2.The cosine difference formula is derived by equating the distance\length of the two chords $PQ$ and $AB$, however we "square out" the square root inherent in the distance formula. What if I were to do: $\sqrt {2 - 2\cos (\alpha - \beta )} $ (which is the simplified version of the RHS of the equation before we manipulate it to give us the identity) Would this give me the distance between the two chords?

Yes, I believe so.

3.What difference would it make if angle $\alpha $ was smaller than $\beta $?

Note that $\cos x = \cos(-x)$. This can be observed from the $\cos$ graph. Thus, if angle $\angle \alpha $ was smaller than $\angle \beta $, observe that $\cos (\alpha - \beta) = \cos(-(\alpha - \beta) ) = \cos(\beta - \alpha)$. Hence, formula still holds. Alternatively, you can also substitute $\beta for \alpha$ in the formula (I know this sounds weird) and $\alpha$ for $\beta$ if $ \angle \alpha < \angle \beta $.

4.What would happen if the angle $(\alpha -\beta)$ was greater $180^\circ$ or $\pi$ radians?

Refer to the Unit Circle ASTC (All positive, sine, tangent, cosine) as follows:

Consider $360° >$ α - β $> 180°$, then, when β is in the Quadrant I, α can be either in Quadrant III or IV; β is in the Quadrant II, α can be either in Quadrant IV or I (but if I we go back to the case when α < β. For both cases, notice if we minus $180$° from the angle α (α still $>$ than β), regardless of whether α was in Quadrant III or IV, its $\cos$ and $\sin$ both switched signs (from negative to positive and positive to negative).

This is aligned to the fact that if $x - y < 180°$, then, $\cos(x - y) = - \cos(x - y +180°)$. (not the same α and β are mentioned above).
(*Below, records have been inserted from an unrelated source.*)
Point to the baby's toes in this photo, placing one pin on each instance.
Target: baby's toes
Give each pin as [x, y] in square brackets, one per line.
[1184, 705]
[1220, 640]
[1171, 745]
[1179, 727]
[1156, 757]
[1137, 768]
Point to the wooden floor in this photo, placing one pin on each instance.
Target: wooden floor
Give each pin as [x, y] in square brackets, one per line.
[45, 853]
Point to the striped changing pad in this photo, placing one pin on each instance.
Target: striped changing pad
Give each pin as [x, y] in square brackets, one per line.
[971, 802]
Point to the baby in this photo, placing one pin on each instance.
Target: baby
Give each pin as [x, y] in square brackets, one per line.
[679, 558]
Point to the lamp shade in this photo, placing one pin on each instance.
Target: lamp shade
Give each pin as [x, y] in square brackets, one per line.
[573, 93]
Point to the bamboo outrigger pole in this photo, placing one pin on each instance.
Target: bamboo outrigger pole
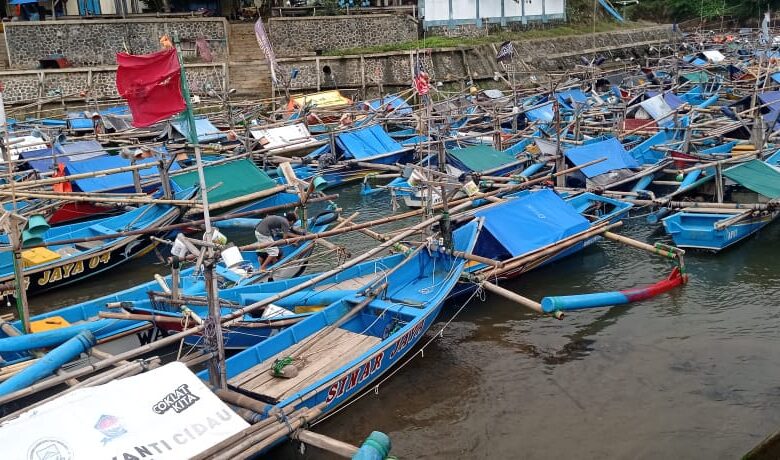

Using bijection, we can ensure that for every α - β > 180°, there is $x - y < 180$°, where x - y + 180° = α - β. E.g. We are interested in $α - β = 270$°, then there will be at least a pair of $x - y = 270 - 180 = 90$°, then $\cos(α - β) = - \cos(x - y +180°)$. This holds for all α, β.

Note: When $\alpha - \beta > 360°$ then since $cos(\alpha - \beta) = cos(\alpha - \beta + 360°)$ and that $\cos x = \cos (360°+x)$ and $\sin x = \sin (360°+x)$ for all x. Our formula holds for all angles.

Answer 2

1. If $\cos\alpha<0$ and $\sin\alpha>0$, then $(\cos\alpha,\sin\alpha)$ is in the second quadrant, which is what you want, right? $(-\cos\alpha,\sin\alpha)$ would be in the first quadrant.

2. No, $\sqrt{\cos(\alpha-\beta)}$ is not the length of the chord because you have manipulated the equations... consider this argument: \begin{align*} \sqrt{x}&=\sqrt{y}\\ x&=y\\ x-y&=0\\ \end{align*} Does this imply $\sqrt{x-y}=\sqrt{x}$? I believe this is analogous to what you were asking.

Answer 3

To answer your new questions 3 and 4:

3) If $\beta>\alpha$, the relation still holds. Even more: the chords $PQ$ and $AB$ will be the same (not only equal in distance), because a negative angle will be under the X-axis, and so will be the resulting angle of substracting $\beta$ to $\alpha$.

4) It doesn't matter if $\angle(\alpha-\beta)>\pi$. The relation still holds, because the coordinates of points $P$, $Q$, $A$ and $B$ will still be the same. So, the expressions for chords $PQ$ and $AB$ will be the same, and the rule holds.